Tell your childcare provider NOT to share firsts with you:
"Maybe this is something to think about????? as exciting as it is for say the nanny, daycare, dad, etc. what if nothing was ever spoken of the said "1st" then you would always experience it "1st" "
Remember, there are always photos and videos:
"As working moms, were blessed to be living in an era where we are able to view pictures and videos remotely. It's not the same as being there in person but cool in its own way.
What's on your list of firsts?
1. "The aquarium!! The first time my son saw the big fish tank it absolutely blew his mind. He still loves going- but that first trip was awesome."
2. "The carousel was the big one for me. He didn't even love it that much and still gets a little scared when he goes on it, but I'm so glad that we were the ones who took him his first time."
3. "I told my husband and our Au Pair that I didn't want to miss (my one year old)'s first steps. I had missed my son's first steps and it wasn't going to happen again. So I told them, even if she does take her first steps, don't tell me, and then when she walks in front of me, pretend like you have never seen it before. Everyone agreed. One morning, we are all in the living room, and I get up to take a shower, and don't you know, she took her first steps! They were all yelling for me to get out of the shower... but I didn't hear. So there you have it. I didn't miss it because of work, like a previous responder said, I just missed it. My recommendation, figure out what you can't live without seeing first, and tell your caretakers to lie to you! Tight lips! That's my strategy. LOL!!!"
4. "I have been back to work since she was 3 months old and I missed the very first time she rolled over, which was a huge let down for me.
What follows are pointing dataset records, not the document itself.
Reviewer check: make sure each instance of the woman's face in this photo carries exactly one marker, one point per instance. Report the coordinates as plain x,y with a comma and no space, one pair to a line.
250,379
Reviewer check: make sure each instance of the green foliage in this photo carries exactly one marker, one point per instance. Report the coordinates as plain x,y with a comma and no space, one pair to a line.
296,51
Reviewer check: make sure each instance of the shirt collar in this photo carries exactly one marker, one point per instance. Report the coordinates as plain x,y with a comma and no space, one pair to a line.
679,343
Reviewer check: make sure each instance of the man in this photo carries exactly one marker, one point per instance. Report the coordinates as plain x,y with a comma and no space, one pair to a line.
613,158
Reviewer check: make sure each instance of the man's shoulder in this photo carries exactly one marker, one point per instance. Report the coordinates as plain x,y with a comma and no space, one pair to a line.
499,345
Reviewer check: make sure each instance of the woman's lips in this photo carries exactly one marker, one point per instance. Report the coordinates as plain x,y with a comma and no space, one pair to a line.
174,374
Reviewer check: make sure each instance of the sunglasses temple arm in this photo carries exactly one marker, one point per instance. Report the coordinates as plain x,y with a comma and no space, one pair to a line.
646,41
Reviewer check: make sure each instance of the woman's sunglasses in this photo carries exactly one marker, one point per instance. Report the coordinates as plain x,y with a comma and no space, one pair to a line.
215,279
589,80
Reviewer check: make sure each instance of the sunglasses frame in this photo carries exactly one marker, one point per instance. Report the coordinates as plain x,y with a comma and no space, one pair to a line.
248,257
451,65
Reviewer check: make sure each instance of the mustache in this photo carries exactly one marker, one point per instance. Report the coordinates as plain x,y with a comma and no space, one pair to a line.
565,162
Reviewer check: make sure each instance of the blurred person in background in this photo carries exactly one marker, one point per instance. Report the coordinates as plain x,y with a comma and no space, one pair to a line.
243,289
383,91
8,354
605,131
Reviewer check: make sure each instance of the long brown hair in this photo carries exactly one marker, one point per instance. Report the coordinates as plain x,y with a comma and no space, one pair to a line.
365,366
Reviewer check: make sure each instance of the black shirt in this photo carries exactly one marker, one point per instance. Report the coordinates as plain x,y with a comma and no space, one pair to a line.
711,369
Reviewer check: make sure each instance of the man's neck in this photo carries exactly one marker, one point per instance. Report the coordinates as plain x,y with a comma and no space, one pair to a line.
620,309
But I will say she did not do it again until 1 week later when I was watching her, and then she did it 3 times purposefully! I rationalized that I was seeing her first real roll over b/c it was clear that time she knew what she was doing, unlike when it had just happened previously. Anyways, it's tough. But I'm glad for all of the encouraging words and I LOVE the idea of making a list of 'firsts' for my nanny that I don't want to miss out on."